6. De taxatie is uitgevoerd door [naam taxateur 1] en uitgewerkt door [naam taxateur 2] MSc en is door hen ondertekend op 14 juni 2019. Ter zitting heeft eiser naar voren gebracht [naam taxateur 2] is afgestudeerd aan de Greenwich University voor Real Estate and Facilities en dat hij in het bezit is van een WOZ diploma met nummer [nummer diploma] en is al 11 jaar werkzaam in het vak. Daarmee is zijn deskundigheid voldoende aannemelijk gemaakt. Inschrijving als registertaxateur, zoals verweerder dat bepleit, is daarvoor geen vereiste. Eiser mocht er dus vanuit gaan dat [naam taxateur 2] een relevante bijdrage aan deze procedure zou leveren die voor hem gunstig kon zijn. Dat het taxatierapport kwalitatief onder de maat zou zijn is door verweerder verder niet onderbouwd. De rechtbank heeft dat, marginaal toetsend, zelf ook niet kunnen vaststellen. Dat er verschil van mening bestaat over bepaalde onderdelen van het rapport, de taxateur enkel de negatieve elementen van de onroerende zaak benoemt en af gaat op wat eiser zou hebben verteld over de onroerende zaak maakt, afgezien van de vraag of dat inderdaad zo is, nog niet dat daarmee het taxatierapport als kwalitatief onder de maat moet worden geacht. De enkele omstandigheid dat de taxatie is uitgevoerd door een taxateur die in dienst is van de gemachtigde van eiser betekent niet dat aan de juistheid van de taxatie getwijfeld moet worden, behoudens, niet gestelde of gebleken, bijzondere omstandigheden. Eiser heeft de kosten voor het taxatierapport dan ook in redelijkheid gemaakt. Wat verweerder aan zijn uitspraak op bezwaar ten grondslag heeft gelegd en verder naar voren heeft gebracht, doet niets aan deze conclusie af.
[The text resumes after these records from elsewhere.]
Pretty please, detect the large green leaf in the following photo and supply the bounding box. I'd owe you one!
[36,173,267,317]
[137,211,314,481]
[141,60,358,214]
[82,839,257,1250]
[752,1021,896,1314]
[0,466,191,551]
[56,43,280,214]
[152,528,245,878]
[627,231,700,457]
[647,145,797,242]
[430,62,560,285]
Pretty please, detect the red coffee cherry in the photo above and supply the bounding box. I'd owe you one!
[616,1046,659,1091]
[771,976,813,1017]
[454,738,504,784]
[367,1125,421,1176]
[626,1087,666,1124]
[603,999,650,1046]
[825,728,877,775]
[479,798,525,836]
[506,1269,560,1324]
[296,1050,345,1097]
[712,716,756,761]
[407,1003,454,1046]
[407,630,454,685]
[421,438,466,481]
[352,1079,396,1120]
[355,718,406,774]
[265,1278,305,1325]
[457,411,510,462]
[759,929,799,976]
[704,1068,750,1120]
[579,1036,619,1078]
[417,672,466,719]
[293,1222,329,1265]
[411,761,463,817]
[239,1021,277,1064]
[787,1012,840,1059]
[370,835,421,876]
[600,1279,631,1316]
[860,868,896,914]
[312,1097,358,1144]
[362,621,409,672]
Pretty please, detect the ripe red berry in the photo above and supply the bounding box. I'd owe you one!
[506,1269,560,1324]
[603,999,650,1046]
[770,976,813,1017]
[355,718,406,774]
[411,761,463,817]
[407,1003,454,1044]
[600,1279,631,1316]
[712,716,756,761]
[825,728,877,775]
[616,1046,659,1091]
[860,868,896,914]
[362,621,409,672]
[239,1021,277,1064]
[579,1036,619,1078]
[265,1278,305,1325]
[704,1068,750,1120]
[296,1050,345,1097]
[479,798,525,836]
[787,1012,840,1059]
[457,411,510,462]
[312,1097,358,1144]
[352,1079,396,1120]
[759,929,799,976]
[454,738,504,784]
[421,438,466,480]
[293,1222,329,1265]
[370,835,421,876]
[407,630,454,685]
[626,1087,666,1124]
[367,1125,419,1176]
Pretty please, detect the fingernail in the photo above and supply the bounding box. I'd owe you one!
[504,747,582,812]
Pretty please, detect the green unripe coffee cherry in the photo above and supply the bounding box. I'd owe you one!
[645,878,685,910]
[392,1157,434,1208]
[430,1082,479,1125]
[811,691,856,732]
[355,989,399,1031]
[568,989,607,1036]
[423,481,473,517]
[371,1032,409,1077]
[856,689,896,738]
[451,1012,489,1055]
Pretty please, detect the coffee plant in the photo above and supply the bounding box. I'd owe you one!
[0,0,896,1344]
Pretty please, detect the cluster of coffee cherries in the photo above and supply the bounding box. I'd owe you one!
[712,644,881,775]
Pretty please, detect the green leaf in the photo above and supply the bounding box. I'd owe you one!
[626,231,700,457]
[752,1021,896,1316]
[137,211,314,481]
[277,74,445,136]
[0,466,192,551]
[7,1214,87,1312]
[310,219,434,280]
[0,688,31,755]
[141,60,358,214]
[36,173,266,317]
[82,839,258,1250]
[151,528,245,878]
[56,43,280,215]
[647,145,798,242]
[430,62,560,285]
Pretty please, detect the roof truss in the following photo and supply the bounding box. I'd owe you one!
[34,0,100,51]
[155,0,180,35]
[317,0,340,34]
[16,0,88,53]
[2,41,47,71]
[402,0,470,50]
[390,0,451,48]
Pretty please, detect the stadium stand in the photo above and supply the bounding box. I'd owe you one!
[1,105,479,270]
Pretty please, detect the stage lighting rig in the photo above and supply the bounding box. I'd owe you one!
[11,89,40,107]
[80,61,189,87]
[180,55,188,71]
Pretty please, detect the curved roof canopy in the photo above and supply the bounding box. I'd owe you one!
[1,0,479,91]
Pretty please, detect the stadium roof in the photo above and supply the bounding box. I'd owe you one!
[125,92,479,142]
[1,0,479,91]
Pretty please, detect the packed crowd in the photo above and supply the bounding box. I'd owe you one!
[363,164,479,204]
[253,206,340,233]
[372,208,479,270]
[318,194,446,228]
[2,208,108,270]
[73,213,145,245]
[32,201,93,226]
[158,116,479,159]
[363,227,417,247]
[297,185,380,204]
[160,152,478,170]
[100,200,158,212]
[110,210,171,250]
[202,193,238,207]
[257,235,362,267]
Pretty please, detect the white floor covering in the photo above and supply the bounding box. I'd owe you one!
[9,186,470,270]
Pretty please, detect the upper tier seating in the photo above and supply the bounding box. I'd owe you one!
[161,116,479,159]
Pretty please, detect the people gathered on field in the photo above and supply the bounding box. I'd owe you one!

7. Het beroep van eiser is gegrond.
8. Omdat de rechtbank het beroep gegrond verklaart, bepaalt zij dat verweerder aan eiser het door hem betaalde griffierecht vergoedt.
9. De rechtbank veroordeelt verweerder in de door eiser gemaakte proceskosten.
Deze kosten stelt de rechtbank op grond van het Bpb voor de door een derde beroepsmatig verleende rechtsbijstand vast op € 512,- (1 punt voor het indienen van het beroepschrift en 1 punt voor de zitting, met een waarde per punt van € 512,- en wegingsfactor 0,5) en € 128,26 (2 uur x € 53,- + 21% BTW) aan kosten voor het in bezwaar overgelegde taxatierapport. Omdat de zaak in beroep uitsluitend betrekking heeft op de kostenvergoeding in bezwaar, waardeert de rechtbank het gewicht van de zaak als licht.
Beslissing
De rechtbank.
- verklaart het beroep gegrond;
- vernietigt de uitspraak op bezwaar van 18 september 2019, voor zover daarin is
besloten dat de kosten van het taxatierapport niet voor vergoeding in aanmerking komen;
- bepaalt dat deze uitspraak in de plaats treedt van het vernietigde gedeelte van de uitspraak op bezwaar voor zover deze betrekking heeft op het niet vergoeden van de proceskosten voor het taxatierapport;
- veroordeelt verweerder tot het betalen van de kosten van dat taxatierapport ten
bedrage van € 128,26 en bepaalt dat deze uitspraak in de plaats treedt van het
vernietigde gedeelte van de uitspraak op bezwaar;
- veroordeelt verweerder in de in beroep gemaakte proceskosten van eiser ten
bedrage van € 512,-;
- draagt verweerder op het betaalde griffierecht van € 47,- aan eiser te vergoeden.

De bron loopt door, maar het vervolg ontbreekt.